Macrophomina Phaseolina | Peer Reviewed Journals
Journal of Horticulture

Journal of Horticulture
Open Access

ISSN: 2376-0354

Macrophomina Phaseolina

Macrophomina phaseolina is a Botryosphaeriaceae plant pathogen fungus that causes damping-off, seedling blight, collar rot, stem rot, charcoal rot, basal stem rot, and root rot on many plant species.One of the most harmful seed and soil borne pathogens, Macrophomina phaseolina is a fungus that infects nearly 500 plant species in more than 100 families. The hosts include: peanut, cabbage, pepper, chickpea, soybean, sunflower, sweet potato, alfalfa, sesame, potato, sorghum, wheat, and corn, among others. The identification of isolates of M. phaseolina is usually based on morphology and efforts to divide the pathogen into subspecies, but because there are wide intraspecific variations in the phenotype of the isolates, these criteria are often not reliable The failure to correctly detect and identify M. phaseolina using conventional culture-based morphological techniques has led scientists to develop nucleic acid-based molecular approaches, such as highly sensitive and specific polymerase chain reaction-based methods. Researchers have also recently created species-specific oligonucleotide primers and digoxigenin-labeled probes in hopes of better identifying and detecting M. phaseolina.
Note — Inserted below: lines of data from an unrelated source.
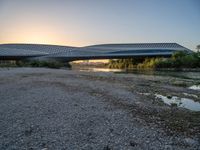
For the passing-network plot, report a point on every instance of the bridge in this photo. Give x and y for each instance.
(103, 51)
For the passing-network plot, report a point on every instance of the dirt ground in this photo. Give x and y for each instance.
(66, 109)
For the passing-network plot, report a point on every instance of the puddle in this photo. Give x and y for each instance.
(191, 95)
(195, 87)
(101, 70)
(146, 94)
(181, 102)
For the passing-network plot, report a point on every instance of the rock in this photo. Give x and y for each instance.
(190, 141)
(132, 143)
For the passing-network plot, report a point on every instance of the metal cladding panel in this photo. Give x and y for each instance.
(95, 51)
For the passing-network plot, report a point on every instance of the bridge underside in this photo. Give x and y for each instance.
(106, 51)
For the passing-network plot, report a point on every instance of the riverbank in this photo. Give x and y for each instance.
(67, 109)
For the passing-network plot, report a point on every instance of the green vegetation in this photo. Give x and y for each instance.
(178, 60)
(36, 63)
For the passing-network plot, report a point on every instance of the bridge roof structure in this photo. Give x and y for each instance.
(103, 51)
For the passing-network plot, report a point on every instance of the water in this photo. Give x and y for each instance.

The pathogen M. phaseolina affects the fibrovascular system of the roots and basal internodes of its host, impeding the transport of water and nutrients to the upper parts of the plant.As a result, progressive wilting, premature dying, loss of vigor, and reduced yield are characteristic symptoms of M. phaseolina infection. The fungus also causes many diseases like damping off, seedling blight, collar rot, stem rot, charcoal rot, basal stem rot, and root rot.Although brown lesions may form on the hypocotyls or emerging seedlings, many symptoms occur during or after flowering, including grey discoloration of the stem and taproots, shredding of plant tissue in the stem and top of the taproot, and hollowing of the stem.